The Circulatory System – Keeping Your Body in Motion

The Circulatory System – Keeping Your Body in Motion


Introduction

Your heart may be the size of your fist, but it’s got the strength and endurance to keep you alive every second of your life. The circulatory system—also called the cardiovascular system—is your body’s internal transport network. It delivers oxygen and nutrients to your cells, removes waste like carbon dioxide, and powers every process in between.


The Heart: Your Body’s Central Pump

The heart has four main chambers:

  • Right atrium: Receives deoxygenated blood from the body via the superior and inferior vena cava.
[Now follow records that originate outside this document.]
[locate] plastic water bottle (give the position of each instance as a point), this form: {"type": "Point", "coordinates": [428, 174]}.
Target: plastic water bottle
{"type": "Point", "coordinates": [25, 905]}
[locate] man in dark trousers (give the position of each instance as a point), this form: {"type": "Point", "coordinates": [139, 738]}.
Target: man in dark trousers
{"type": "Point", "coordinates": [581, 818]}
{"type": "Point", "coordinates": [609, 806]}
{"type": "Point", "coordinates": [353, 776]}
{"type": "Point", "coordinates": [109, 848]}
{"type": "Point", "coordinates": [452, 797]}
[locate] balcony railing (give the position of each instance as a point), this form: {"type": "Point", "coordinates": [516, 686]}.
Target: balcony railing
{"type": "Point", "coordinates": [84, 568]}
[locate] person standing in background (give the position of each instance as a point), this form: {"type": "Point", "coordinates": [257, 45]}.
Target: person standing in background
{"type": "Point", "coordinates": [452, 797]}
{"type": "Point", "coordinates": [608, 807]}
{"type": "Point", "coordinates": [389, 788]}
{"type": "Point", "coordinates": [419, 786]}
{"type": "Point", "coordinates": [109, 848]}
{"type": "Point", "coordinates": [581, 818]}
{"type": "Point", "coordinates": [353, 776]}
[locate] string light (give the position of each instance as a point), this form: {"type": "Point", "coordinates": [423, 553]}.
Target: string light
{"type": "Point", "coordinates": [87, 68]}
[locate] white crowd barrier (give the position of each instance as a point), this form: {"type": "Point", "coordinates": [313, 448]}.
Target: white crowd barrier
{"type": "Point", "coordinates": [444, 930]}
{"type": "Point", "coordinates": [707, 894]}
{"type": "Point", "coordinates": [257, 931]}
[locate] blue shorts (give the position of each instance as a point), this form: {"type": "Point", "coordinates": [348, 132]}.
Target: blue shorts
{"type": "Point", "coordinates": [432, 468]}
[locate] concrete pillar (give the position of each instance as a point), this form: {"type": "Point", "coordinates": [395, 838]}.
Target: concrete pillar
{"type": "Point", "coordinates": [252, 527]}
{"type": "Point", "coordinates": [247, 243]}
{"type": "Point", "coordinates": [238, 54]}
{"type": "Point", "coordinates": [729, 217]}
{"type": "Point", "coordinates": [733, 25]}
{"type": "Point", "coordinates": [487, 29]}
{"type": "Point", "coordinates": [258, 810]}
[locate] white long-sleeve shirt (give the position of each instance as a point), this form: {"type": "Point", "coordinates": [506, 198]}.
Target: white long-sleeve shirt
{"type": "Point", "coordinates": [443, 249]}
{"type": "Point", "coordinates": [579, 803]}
  • Right ventricle: Pumps that blood to the lungs via the pulmonary artery.

  • Left atrium: Receives oxygenated blood back from the lungs via the pulmonary veins.

  • Left ventricle: Pumps oxygen-rich blood to the rest of the body through the aorta.

Each chamber has its own set of valves to prevent backflow:

  • Tricuspid valve (between right atrium and ventricle)

  • Pulmonary valve (to the lungs)

  • Bicuspid valve (between left atrium and ventricle)

  • Aortic valve (to the rest of the body)


Blood Flow Pathway (In Order)

  1. BodyVena Cava (Superior Vena Cava & Inferior Vena Cava)

  2. Right Atrium

  3. Tricuspid Valve

  4. Right Ventricle

  5. Pulmonary Valve

  6. Pulmonary Arteries

  7. Lungs (oxygenation happens here!)

  8. Pulmonary Veins

  9. Left Atrium

  10. Bicuspid Valve

  11. Left Ventricle

  12. Aortic Valve

  13. Aorta

  14. Body Again (to deliver oxygen)




Blood Vessels 101

  • Arteries carry blood away from the heart (mostly oxygenated).

  • Veins carry blood to the heart (mostly deoxygenated).

  • Capillaries are where gas exchange happens at the tissue level.


Blood Pressure: Systolic vs Diastolic

  • Systolic pressure (120 mmHg) – When the heart contracts and pushes blood out.

  • Diastolic pressure (80 mmHg) – When the heart relaxes and refills with blood.

  • Heart rate (65 bpm average) – Number of heartbeats per minute.


Pulmonary vs. Systemic Circuits:

One of the most important but often overlooked details in the circulatory system is this: every organ has its own blood circuit. That means your kidneys, liver, stomach, and even your toes all get blood delivered directly from the heart and returned straight back again.

This is essential because each organ has unique needs. Your lungs require a circuit to exchange gases (oxygen in, carbon dioxide out), while your kidneys filter waste from blood, and your liver metabolizes nutrients and toxins. If these organs all shared the same path before blood got filtered and re-oxygenated, some would never get what they need.

  • Pulmonary Circuit: Blood flows from the heart to the lungs and back to the heart (for oxygen exchange).

  • Systemic Circuit: Blood is pumped from the heart to the rest of the body—organs, muscles, tissues—and returns deoxygenated.